Les trajectoires des deux frères, deux Caennais, épouseront toutes les grandes dates de la France libre. Ils embarquent pour l'Angleterre à Saint-Jean-de-Luz à bord du Batory, où se trouve également, François Jacob, futur prix Nobel de médecine. Londres, expédition de Dakar, campagne de Syrie, combats de l'Afrique du Nord... Jacques Hébert vit tout cela intensément avant de débarquer à Utah Beach le 1er août 1944 et de se retrouver au coeur de la libération de Paris, le 25 août.

 

« Mon engagement, écrit-il, fut le résultat de la conjonction en moi du refus total de l'inadmissible défaite de 1940, de la volonté de résister à l'ennemi et de l'amour de la France. Nos hommes avaient une âme de feu dans un corps de fer.
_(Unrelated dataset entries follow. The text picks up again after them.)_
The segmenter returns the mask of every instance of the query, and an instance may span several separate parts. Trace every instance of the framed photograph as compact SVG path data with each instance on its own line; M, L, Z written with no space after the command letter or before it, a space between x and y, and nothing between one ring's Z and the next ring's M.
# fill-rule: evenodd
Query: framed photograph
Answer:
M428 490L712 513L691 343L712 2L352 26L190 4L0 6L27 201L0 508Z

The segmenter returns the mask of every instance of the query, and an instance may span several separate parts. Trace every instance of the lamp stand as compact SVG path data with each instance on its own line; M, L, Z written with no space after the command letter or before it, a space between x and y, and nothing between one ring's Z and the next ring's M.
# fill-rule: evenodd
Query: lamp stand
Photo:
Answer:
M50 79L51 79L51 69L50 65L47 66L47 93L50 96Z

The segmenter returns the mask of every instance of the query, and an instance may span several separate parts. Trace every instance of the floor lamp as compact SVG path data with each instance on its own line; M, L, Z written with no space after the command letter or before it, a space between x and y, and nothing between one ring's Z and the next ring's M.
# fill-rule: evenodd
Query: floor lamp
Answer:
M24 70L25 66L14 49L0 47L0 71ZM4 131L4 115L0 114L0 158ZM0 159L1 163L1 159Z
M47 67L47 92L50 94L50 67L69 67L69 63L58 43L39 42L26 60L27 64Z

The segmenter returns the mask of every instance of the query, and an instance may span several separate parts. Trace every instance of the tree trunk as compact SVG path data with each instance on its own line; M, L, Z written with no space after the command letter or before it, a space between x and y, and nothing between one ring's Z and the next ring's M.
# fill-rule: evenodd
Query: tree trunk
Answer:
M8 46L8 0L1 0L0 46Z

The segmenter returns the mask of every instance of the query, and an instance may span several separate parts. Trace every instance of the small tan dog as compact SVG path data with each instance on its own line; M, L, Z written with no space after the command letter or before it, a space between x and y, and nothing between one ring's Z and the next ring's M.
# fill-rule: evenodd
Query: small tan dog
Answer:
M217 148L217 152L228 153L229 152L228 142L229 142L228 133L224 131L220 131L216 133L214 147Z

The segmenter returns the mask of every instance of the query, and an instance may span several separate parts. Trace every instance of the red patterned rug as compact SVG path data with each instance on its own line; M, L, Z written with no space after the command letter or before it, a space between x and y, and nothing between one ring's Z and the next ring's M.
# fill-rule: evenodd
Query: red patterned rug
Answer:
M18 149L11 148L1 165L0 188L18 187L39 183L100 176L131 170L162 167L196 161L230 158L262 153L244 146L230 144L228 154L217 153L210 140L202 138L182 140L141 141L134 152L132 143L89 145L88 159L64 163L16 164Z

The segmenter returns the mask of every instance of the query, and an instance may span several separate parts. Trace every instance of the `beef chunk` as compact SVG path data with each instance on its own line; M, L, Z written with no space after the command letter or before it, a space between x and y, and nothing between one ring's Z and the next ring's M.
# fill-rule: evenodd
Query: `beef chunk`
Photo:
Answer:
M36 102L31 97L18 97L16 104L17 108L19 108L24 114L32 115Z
Nous n'avons pas été des héros, seulement des hommes libres. »

 

Fin de la guerre. Le lieutenant Hébert dépose les armes, reprend ses études de médecine. « Je fus interrogé en embryologie par un jeune prof qui me dit : je vous mets 14. Avant d'ajouter : « Vous en avez mis du temps à passer en seconde année. » Le futur docteur a une excuse en béton : « J'avais une guerre à faire, monsieur ». Et à gagner.

 

Plus tard, ce seront des élections législatives et municipales que le Dr Hébert gagnera à Cherbourg. « Parlementaires de la Manche, nous prenions le train à 0h15 à Saint-Lazare et n'arrivions à Cherbourg que vers 6h30 du matin. Petit-déjeuner à la maison et rendez-vous dès 8h30 à la mairie... » Une autre époque.

 

 

« Jacques Hébert... des hommes libres » par Jacques Hébert,  242 pages, Éditions Cahiers du temps, 18€.